‘Visibility matters’: Karine Jean-Pierre speech at GLAAD Media Awards met with standing ovation
Jean-Pierre is set to become the first Black, openly LGBTQ+ White House press secretary in history on May 13.
Karine Jean-Pierre, who is set to become the first Black and openly LGBTQ+ person to serve as White House press secretary, was honored with a warm welcome from the crowd at GLAAD’s 33rd Media Awards in New York City on Friday.
Jean-Pierre, 44, whose appointment to the role was announced on May 5, was given a standing ovation as she took the stage at the annual ceremony hosted by glad GLAAD, the world’s LGBTQ+ media advocacy organization, as reported by PEOPLE.
“Thank you, family. As a member of the LGBTQ community, family, I am excited to be here with all of you to show that visibility matters,” Jean-Pierre said while introducing Sarah Kate Ellis, GLAAD president and CEO, according to the outlet. “Representation matters for all marginalized communities at every intersection.”
“I am proud of the work that GLAAD and so many LGBTQ organizations have done to speak up on matters that move our country forward, like voting rights, reproductive rights, the Equality Act, and appointing the first Black female justice to the Supreme Court,” she added, per the report.
As previously reported, the White House on Thursday announced in a statement that Jean-Pierre will assume the role on May 13 when Jen Psaki steps down from her post. Psaki announced her departure from the Biden-Harris administration earlier this year.

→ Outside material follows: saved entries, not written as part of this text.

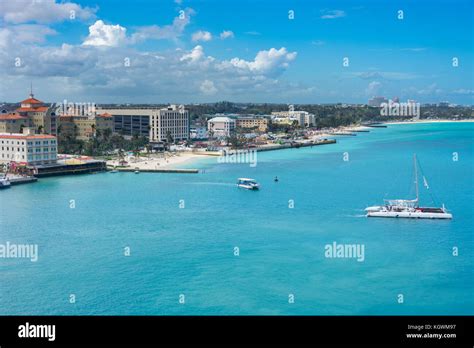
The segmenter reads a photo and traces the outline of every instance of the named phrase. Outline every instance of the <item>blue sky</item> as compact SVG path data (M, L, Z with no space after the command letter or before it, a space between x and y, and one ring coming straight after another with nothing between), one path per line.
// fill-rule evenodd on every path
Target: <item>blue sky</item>
M468 0L2 0L0 6L6 67L0 100L21 100L30 81L48 101L474 100Z

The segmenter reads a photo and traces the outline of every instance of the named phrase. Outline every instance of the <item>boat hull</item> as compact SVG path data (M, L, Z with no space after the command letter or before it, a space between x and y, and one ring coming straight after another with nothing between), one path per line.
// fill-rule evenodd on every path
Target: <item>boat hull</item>
M237 186L246 190L258 190L258 186L250 186L250 185L237 185Z
M427 213L427 212L407 212L407 211L369 211L367 217L381 218L405 218L405 219L452 219L449 213Z

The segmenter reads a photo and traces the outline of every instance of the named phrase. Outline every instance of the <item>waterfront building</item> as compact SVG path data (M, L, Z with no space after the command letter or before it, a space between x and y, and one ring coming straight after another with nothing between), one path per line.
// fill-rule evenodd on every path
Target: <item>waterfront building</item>
M151 115L150 142L189 139L189 111L184 107L170 105L156 110Z
M60 134L75 137L78 140L87 141L98 132L102 133L109 129L113 132L114 122L112 115L102 113L99 115L62 115L59 117Z
M16 112L0 114L0 133L21 133L22 129L28 125L28 118Z
M279 124L292 124L297 121L300 127L316 126L315 116L307 111L274 111L272 116L273 121Z
M237 128L258 129L260 132L268 130L268 118L264 116L238 116L235 121Z
M55 164L57 138L53 135L34 134L32 128L23 133L0 133L0 163L24 165Z
M57 115L54 107L34 97L33 91L29 98L20 103L16 113L28 119L28 127L33 127L38 134L57 134Z
M235 130L235 120L227 116L213 117L207 121L207 130L215 137L228 137Z
M150 137L151 115L155 108L107 107L99 112L112 115L113 132L126 138L133 136Z
M150 142L189 139L189 111L170 105L157 109L151 107L107 107L101 112L112 115L114 132L125 137L144 136Z

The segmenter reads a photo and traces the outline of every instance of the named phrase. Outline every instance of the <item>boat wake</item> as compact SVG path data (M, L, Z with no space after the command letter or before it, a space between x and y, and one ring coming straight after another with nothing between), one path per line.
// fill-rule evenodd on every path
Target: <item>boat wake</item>
M235 186L235 184L228 182L188 182L185 185Z

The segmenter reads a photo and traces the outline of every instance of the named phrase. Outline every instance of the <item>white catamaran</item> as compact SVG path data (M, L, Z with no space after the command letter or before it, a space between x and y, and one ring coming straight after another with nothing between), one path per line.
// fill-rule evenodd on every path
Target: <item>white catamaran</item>
M418 166L416 154L413 155L415 166L415 189L416 199L385 199L382 206L373 206L365 209L367 217L388 217L388 218L412 218L412 219L452 219L452 214L448 213L444 204L441 208L420 207L419 187L418 187ZM424 186L429 189L428 182L423 176Z

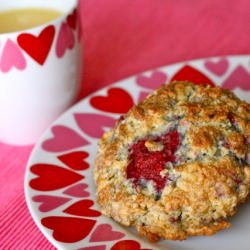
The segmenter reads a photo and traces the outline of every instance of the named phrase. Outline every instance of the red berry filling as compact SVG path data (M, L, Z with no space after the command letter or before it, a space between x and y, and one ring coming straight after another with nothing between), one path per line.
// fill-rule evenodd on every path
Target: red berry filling
M167 162L175 162L175 152L179 146L179 134L177 130L166 133L150 140L161 143L160 151L149 151L146 140L139 140L130 148L127 166L127 178L133 178L134 185L140 184L141 180L153 181L158 192L164 188L168 176L161 176L160 172L165 169Z
M235 125L236 125L236 120L235 120L234 115L233 115L232 113L229 113L229 114L227 115L227 118L228 118L228 120L230 121L231 125L232 125L233 127L235 127Z

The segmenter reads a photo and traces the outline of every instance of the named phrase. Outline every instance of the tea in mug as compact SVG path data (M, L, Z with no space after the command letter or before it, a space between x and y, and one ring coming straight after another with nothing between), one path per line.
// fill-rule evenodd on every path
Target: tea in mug
M63 13L47 8L23 8L0 12L0 34L25 30L47 23Z

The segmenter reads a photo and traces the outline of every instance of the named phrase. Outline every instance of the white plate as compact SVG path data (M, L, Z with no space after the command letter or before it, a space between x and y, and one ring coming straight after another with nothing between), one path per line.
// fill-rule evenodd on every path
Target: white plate
M55 247L249 250L250 203L230 220L230 229L214 236L154 244L98 212L92 178L98 139L133 103L172 79L214 82L250 101L250 56L206 58L154 69L108 86L62 115L37 143L25 176L31 215Z

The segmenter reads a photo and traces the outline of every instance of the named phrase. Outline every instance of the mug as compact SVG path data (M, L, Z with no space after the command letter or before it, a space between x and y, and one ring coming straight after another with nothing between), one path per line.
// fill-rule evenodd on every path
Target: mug
M0 141L34 144L76 100L81 80L77 0L1 1L0 11L47 8L60 17L0 34Z

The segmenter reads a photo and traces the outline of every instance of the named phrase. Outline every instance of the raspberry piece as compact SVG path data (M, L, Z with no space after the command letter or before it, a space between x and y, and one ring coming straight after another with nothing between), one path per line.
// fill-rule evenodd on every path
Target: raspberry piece
M145 146L146 140L139 140L130 148L127 166L127 178L133 178L134 185L140 185L140 180L152 180L158 192L165 187L168 176L161 176L167 162L174 162L175 152L179 147L179 134L177 130L154 138L152 141L163 144L161 151L151 152Z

President Joe Biden said in a statement that Jean- Pierre “not only brings the experience, talent and integrity needed for this difficult job, but she will continue to lead the way in communicating about the work of the Biden-Harris Administration on behalf of the American people.”
In an interview with theGrio earlier this year, Jean-Pierre said that growing up, she was told that she would have to overcome statistical odds due to the unique space she occupies as a Black, queer woman who is the daughter of immigrants.
“I am one of those people…where statistically I am not supposed to be where I am today,” Jean-Pierre said. “I am not supposed to be in the space having an office in the West Wing … going in and out every day through the White House gates and being able to to be part of this administration because of what I grew up with.”
Before her historic press secretary appointment, Jean-Pierre served as senior advisor and national spokesperson for MoveOn.org, and was a political analyst for NBC News and MSNBC.
In addition to working on John Edwards and Barack Obama’s presidential campaigns, Jean-Pierre was also a lecturer of international and public affairs at Columbia University.
During Friday’s GLAAD awards, West Side Story star Ariana DeBose performed “Somewhere” from the Oscar-winning musical, before presenting an award for excellence in media to Broadway actress Judith Light.
“Sadly, today, we are living through another cycle of violence and sorrow particularly for marginalized communities,” Light, 73, said to the audience as she accepted the award.
“There are deeply destructive bills in Florida, Alabama and Texas. No one of any race, gender identity, sexual orientation or ability should have to face discrimination from their own government,” she said.
theGrio’s Gerren Keith Gaynor contributed to this report.